On Mon, Sep 28, 2015 at 4:56 PM, henry.story@bblfish.net <
henry.story@bblfish.net> wrote:
> This whole wiki page has so many problems it's effectively a gish gallop*,
> preventing meaningful conversation because no one could possibly respond to
> all of the problems.
>
>
> Just start with one or two you find will make your case the best.
>
Well, here's some text I assumed you added in response to my criticisms of
the document originally saying that cookies follow SOP:
Cookies, as specified by RFC6265: HTTP State Management Mechanism
<http://tools.ietf.org/html/rfc6265> implement a fuzzy notion of single
origin. We can distinguish two notions of Single Origin:
- a strong notion of Single Origin where two origins are identical only
if they are named by the same protocol, domain, port triple
- a weak notion of Single Origin where the two origins are identical if
they refer to the same agent.
It's not the "Single Origin policy", it's the *same-origin policy*.

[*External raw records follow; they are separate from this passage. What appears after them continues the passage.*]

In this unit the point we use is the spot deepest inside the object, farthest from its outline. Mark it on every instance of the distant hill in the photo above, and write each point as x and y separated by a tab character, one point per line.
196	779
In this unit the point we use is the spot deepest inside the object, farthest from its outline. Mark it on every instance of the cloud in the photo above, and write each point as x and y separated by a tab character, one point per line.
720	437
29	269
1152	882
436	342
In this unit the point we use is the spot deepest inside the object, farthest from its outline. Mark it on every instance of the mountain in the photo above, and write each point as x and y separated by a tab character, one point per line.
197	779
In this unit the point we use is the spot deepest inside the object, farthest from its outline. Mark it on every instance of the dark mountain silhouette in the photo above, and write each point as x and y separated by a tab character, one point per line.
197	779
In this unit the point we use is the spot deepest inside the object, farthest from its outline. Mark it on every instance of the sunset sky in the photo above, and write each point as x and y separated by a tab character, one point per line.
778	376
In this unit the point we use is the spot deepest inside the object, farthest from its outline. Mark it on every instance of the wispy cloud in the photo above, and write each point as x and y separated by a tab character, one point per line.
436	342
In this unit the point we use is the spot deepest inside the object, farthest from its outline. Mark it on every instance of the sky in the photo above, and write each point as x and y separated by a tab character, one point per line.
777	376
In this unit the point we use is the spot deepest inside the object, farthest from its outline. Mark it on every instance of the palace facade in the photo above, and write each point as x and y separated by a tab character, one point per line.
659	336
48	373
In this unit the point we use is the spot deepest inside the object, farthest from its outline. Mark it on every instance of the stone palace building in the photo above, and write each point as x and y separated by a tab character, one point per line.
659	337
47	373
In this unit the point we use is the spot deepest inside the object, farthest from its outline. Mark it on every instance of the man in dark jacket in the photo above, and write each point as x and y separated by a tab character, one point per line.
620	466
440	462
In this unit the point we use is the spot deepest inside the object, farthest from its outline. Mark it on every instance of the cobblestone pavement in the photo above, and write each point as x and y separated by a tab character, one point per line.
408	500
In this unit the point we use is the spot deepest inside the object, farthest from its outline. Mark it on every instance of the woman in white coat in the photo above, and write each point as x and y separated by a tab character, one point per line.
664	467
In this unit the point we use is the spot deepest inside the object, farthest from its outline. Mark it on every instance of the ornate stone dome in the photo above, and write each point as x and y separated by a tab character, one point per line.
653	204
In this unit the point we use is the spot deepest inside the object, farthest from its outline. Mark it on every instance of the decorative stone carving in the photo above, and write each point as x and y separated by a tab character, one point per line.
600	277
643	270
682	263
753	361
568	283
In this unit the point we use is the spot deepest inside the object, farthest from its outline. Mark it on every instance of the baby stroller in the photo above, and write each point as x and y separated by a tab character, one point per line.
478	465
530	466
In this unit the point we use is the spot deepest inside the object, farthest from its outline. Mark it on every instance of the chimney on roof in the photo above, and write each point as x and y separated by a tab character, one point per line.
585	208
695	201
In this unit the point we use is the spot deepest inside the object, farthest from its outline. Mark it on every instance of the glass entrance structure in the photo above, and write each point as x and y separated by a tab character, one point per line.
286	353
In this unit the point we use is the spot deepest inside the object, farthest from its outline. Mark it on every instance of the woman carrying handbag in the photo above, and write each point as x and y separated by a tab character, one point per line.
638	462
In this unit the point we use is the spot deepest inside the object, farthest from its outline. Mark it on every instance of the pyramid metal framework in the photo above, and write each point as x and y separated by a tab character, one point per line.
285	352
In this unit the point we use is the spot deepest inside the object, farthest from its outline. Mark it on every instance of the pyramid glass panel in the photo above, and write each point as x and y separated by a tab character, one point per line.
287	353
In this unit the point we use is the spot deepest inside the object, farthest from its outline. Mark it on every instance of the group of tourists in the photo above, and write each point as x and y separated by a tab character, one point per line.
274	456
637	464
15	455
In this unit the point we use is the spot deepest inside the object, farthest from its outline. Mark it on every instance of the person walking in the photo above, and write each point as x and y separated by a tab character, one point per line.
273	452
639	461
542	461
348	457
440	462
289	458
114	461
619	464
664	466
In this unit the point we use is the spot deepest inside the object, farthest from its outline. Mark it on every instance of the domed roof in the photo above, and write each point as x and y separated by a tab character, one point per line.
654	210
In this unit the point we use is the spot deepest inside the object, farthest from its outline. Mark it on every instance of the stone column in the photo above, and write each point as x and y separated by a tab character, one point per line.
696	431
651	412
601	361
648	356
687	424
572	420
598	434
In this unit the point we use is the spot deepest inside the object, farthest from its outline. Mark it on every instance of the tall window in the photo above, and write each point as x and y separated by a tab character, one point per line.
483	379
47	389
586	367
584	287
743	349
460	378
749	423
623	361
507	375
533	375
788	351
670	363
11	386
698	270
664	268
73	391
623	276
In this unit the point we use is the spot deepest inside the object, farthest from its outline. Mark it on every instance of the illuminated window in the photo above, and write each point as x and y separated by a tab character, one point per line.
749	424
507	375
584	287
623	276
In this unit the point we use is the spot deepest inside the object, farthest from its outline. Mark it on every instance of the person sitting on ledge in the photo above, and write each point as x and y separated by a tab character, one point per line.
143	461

Furthermore, there is no "strong" or "weak" notion of it. The origin *must
be the same*.
Regarding RFC-6265, let's see what it actually has to say:
For historical reasons, cookies contain a number of security and
privacy infelicities. For example, a server can indicate that a
given cookie is intended for "secure" connections, but the Secure
attribute does not provide integrity in the presence of an active
network attacker. Similarly, cookies for a given host are shared
across all the ports on that host, even though the usual "same-origin
policy" used by web browsers isolates content retrieved via different
ports.
RFC-6265 is in effect telling us that cookies are broken because a long
time ago Netscape made some bad decisions.
> Perhaps we can start simple:
> - what definition of SOP do you use, or do you think we should use? I
> cited the IETF RFC defining SOP which I read carefully.
>
It's pretty simple. First, it's the "same-origin policy". Second, it works
like this:
Scheme/Protocol: Identical
Host: Identical
Port: Identical
Anything besides this is not following SOP.